Information Age (London, UK)

Benchmarking relevance?

Benchmarking relevance?

Like many of the world’s largest software vendors, database software giant Oracle uses product benchmarking results as the cornerstone of multi-million dollar marketing campaigns. One of Oracle’s recent advertisements compared the performance of its flagship 8i database with rival IBM’s DB2 database: “Oracle runs SAP [applications] four times faster.”

Oracle is hardly alone. BEA Systems gleaned publicity after boasting that its application server, WebLogic, could run four times faster than IBM’s own application server, WebSphere, under IBM’s own ‘Trade2’ online brokerage benchmark. BEA also says that under the Java ‘Pet Store’ benchmark, its product is over 50% faster than Oracle’s 9i Application Server.

Effective marketing material, no doubt, but IT decision-makers need to ask themselves to what extent should such claims of superiority be taken at face value?

Not at all, argues Ulrich Marquard, vice president of performance, benchmarking and data archiving at German software giant SAP. “In the Oracle case, our research shows the numbers Oracle compared [to DB2] were produced on hardware with an absolutely different numbers of CPUs [central processing units],” he says. In fact, Oracle’s database was tested on a 128-way Symmetric Multiprocessing (SMP) computer architecture, while IBM’s was tested on a 24-way SMP system.

Perhaps not surprisingly, technology industry analysts’ reaction to the way suppliers use benchmarking data is scathing. “It is useless,” says Ted Schadler, group director at Forrester Research’s TechRankings business which assesses technology product strengths and weaknesses across a broad set of subjective and objective categories.

Benchmarking, in itself, is not without its uses, of course. In the early 1990s, for example, software performance benchmarking data (generated by the independent Transaction Processing Performance Council, or TPC) was very helpful to IT decision-makers, says Susan Dallas, research director at analyst Gartner. When client-server systems were first introduced, organisations struggled to get all of the different components of an IT system to work together and to figure out its potential throughput and the source of bottlenecks, she explains.
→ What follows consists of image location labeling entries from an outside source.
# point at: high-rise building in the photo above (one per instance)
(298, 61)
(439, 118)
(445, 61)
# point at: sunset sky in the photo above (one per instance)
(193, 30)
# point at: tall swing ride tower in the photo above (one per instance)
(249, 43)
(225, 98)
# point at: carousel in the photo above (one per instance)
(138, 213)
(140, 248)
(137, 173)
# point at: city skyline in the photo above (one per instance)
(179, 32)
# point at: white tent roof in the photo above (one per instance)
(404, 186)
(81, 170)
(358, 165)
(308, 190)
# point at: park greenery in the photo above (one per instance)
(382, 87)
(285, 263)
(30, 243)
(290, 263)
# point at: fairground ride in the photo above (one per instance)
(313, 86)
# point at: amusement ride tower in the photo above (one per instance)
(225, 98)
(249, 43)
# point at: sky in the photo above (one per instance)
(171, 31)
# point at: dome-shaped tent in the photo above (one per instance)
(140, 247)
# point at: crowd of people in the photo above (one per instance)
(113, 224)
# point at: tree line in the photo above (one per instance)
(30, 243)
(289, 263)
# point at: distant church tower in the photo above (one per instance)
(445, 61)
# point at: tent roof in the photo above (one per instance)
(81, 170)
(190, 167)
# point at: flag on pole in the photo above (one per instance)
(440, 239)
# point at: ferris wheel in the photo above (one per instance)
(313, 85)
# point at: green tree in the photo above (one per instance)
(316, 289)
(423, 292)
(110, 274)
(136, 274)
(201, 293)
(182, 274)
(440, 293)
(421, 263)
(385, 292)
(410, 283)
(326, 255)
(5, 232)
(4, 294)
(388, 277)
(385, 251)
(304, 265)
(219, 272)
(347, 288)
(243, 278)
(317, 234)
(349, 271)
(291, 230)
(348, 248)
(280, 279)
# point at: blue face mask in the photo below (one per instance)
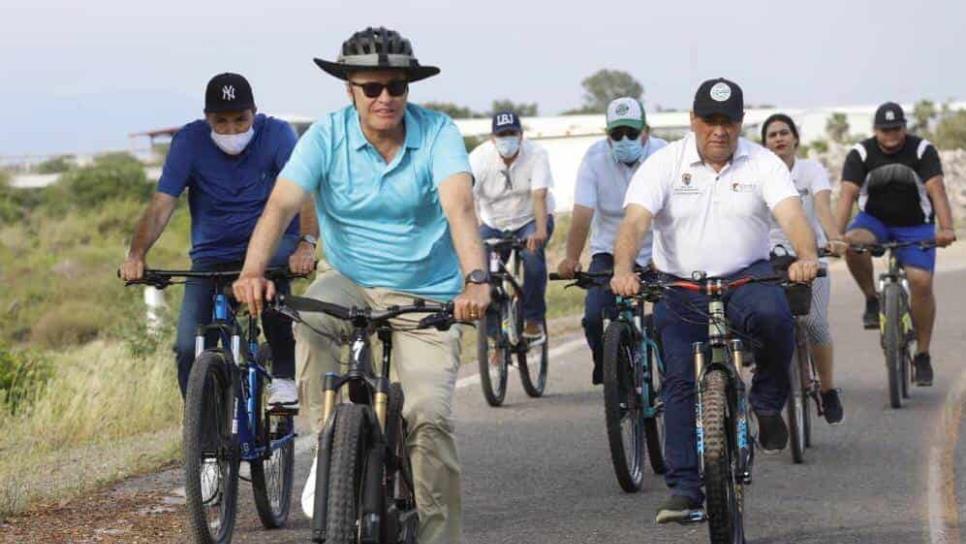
(626, 150)
(507, 146)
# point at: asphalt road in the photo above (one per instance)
(537, 470)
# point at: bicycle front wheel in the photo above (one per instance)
(724, 494)
(533, 365)
(210, 450)
(493, 366)
(623, 413)
(893, 343)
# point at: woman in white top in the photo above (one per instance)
(780, 135)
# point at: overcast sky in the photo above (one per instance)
(79, 76)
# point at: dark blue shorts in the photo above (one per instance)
(908, 256)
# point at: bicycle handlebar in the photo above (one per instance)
(441, 318)
(161, 279)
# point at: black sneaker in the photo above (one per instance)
(923, 369)
(772, 433)
(679, 509)
(832, 405)
(870, 319)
But over the last few years, the validity of benchmarking has dwindled as vendors have seen them as key marketing vehicles – even going as far as to build benchmarking optimisers into product code. So just how relevant are benchmarks in helping users’ make good software purchasing decisions?

Reality check A major problem is that most benchmarks by their very nature are carried out under laboratory conditions. “Benchmarks are not the real world [of most enterprise IT architectures],” says Mark Brockbank, a consultant in the software group at IBM.

For example, application server software that is capable of processing large volumes of web transactions per second in a test environment may struggle to reproduce a fraction of that performance on an organisation’s actual systems. “This could be down to an organisation using different hardware, but our research shows it is the design of the [organisation’s own] application that determines 90% of the performance characteristics that they get in the end,” adds IBM’s Brockbank.

However, apart from generating performance data, analysts still see an important role for benchmarking within specific technology markets, particularly when applied to emerging technologies. This is certainly the case with security software, says Dallas at Gartner.

The NSS Group provides independent third-party testing and certification services for security products, for example. In particular, NSS specialises in performance- and feature-oriented tests on firewalls, intrusion detection system products and public key infrastructure products. Bob Walder, director of NSS, acknowledges that “vendors will present their test results in a certain way that will make their product look better.”

To support his argument, he contrasts how NSS and an intrusion detection system (IDS) software vendor, which he declines to name, benchmarked the vendor’s software. NSS used a system to blast web traffic of 148,000 packets at 64 bytes per second at the IDS software to see how many malicious attacks, such as denial of service packets, it recognised. This test focuses on pure performance or “raw sniffing speed”, says NSS Group’s Walder.

The IDS software vendor, by contrast, used 1,514 byte packets instead of 64 byte packets to perform its own benchmarking tests. Increasing the size of packets dramatically means that fewer packets travel through its IDS software. “This way, the vendor could say it achieved a detection rate of over 90% at 100% network saturation, but when we tested it [with 64 byte packets] it scored way, way lower than that, and in fact, the software crashed,” says Walder.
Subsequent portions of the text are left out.